Re: [PATCH v8 14/25] x86/resctrl: Add data structures and definitions for ABMC assignment

From: Reinette Chatre
Date: Tue Oct 15 2024 - 23:22:07 EST


Hi Babu,

On 10/9/24 10:39 AM, Babu Moger wrote:
> The ABMC feature provides an option to the user to assign a hardware
> counter to an RMID, event pair and monitor the bandwidth as long as the
> counter is assigned. The bandwidth events will be tracked by the hardware
> until the user changes the configuration. Each resctrl group can configure
> maximum two counters, one for total event and one for local event.
>
> The ABMC feature implements an MSR L3_QOS_ABMC_CFG (C000_03FDh).
> Configuration is done by setting the counter id, bandwidth source (RMID)
> and bandwidth configuration supported by BMEC (Bandwidth Monitoring Event
> Configuration).
>
> Attempts to read or write the MSR when ABMC is not enabled will result
> in a #GP(0) exception.
>
> Introduce the data structures and definitions for MSR L3_QOS_ABMC_CFG
> (0xC000_03FDh):
> =========================================================================
> Bits Mnemonic Description Access Reset
> Type Value
> =========================================================================
> 63 CfgEn Configuration Enable R/W 0
>
> 62 CtrEn Enable/disable counting R/W 0
>
> 61:53 – Reserved MBZ 0
>
> 52:48 CtrID Counter Identifier R/W 0
>
> 47 IsCOS BwSrc field is a CLOSID R/W 0
> (not an RMID)
>
> 46:44 – Reserved MBZ 0
>
> 43:32 BwSrc Bandwidth Source R/W 0
> (RMID or CLOSID)
>
> 31:0 BwType Bandwidth configuration R/W 0
> to track for this counter
> ==========================================================================
>
> The feature details are documented in the APM listed below [1].
> [1] AMD64 Architecture Programmer's Manual Volume 2: System Programming
> Publication # 24593 Revision 3.41 section 19.3.3.3 Assignable Bandwidth
> Monitoring (ABMC).
>
> Link: https://bugzilla.kernel.org/show_bug.cgi?id=206537
> Signed-off-by: Babu Moger <babu.moger@xxxxxxx>
> ---

...

> ---
> arch/x86/include/asm/msr-index.h | 1 +
> arch/x86/kernel/cpu/resctrl/internal.h | 33 ++++++++++++++++++++++++++
> 2 files changed, 34 insertions(+)
>
> diff --git a/arch/x86/include/asm/msr-index.h b/arch/x86/include/asm/msr-index.h
> index 43c9dc473aba..2c281c977342 100644
> --- a/arch/x86/include/asm/msr-index.h
> +++ b/arch/x86/include/asm/msr-index.h
> @@ -1196,6 +1196,7 @@
> #define MSR_IA32_SMBA_BW_BASE 0xc0000280
> #define MSR_IA32_EVT_CFG_BASE 0xc0000400
> #define MSR_IA32_L3_QOS_EXT_CFG 0xc00003ff
> +#define MSR_IA32_L3_QOS_ABMC_CFG 0xc00003fd
>

As Tony mentioned, also please correct order of this MSR.

> /* AMD-V MSRs */
> #define MSR_VM_CR 0xc0010114
> diff --git a/arch/x86/kernel/cpu/resctrl/internal.h b/arch/x86/kernel/cpu/resctrl/internal.h
> index 86e3e188c119..de397468b945 100644
> --- a/arch/x86/kernel/cpu/resctrl/internal.h
> +++ b/arch/x86/kernel/cpu/resctrl/internal.h
> @@ -602,6 +602,39 @@ union cpuid_0x10_x_edx {
> unsigned int full;
> };
>
> +/*
> + * ABMC counters can be configured by writing to L3_QOS_ABMC_CFG.

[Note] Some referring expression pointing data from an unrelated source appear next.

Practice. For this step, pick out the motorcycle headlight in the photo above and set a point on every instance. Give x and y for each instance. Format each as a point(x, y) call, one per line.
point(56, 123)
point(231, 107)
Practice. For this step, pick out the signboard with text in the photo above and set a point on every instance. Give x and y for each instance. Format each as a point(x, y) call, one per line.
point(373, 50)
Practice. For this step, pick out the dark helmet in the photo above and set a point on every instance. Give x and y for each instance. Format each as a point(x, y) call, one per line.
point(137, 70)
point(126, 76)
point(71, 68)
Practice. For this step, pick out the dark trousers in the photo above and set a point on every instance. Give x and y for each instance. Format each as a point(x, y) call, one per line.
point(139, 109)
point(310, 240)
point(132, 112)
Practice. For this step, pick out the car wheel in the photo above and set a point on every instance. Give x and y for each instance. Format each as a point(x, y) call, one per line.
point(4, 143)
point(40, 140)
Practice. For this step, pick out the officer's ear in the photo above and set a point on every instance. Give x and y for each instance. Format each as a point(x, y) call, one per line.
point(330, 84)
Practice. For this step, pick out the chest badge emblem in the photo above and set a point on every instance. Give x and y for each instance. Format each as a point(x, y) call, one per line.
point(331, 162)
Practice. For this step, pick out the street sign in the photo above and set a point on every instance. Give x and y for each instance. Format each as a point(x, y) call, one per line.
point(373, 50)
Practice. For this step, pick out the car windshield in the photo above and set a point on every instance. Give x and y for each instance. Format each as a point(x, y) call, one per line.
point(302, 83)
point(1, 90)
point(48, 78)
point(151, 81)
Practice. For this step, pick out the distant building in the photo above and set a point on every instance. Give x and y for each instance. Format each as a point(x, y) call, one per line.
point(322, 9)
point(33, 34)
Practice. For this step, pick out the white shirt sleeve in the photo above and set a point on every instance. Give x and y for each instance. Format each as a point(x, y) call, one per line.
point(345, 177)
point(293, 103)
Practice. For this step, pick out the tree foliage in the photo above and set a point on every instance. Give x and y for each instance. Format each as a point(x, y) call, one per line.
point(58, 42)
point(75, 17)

"ABMC counters are configured by writing to L3_QOS_ABMC_CFG."

> + * Reading L3_QOS_ABMC_DSC returns the configuration of the counter id
> + * specified in L3_QOS_ABMC_CFG.cntr_id.

First and only mention/use of L3_QOS_ABMC_DSC in this series. If this register
is not used then references to it can be removed.

> + * @bw_type : Bandwidth configuration(supported by BMEC)

"configuration(supported" -> "configuration (supported"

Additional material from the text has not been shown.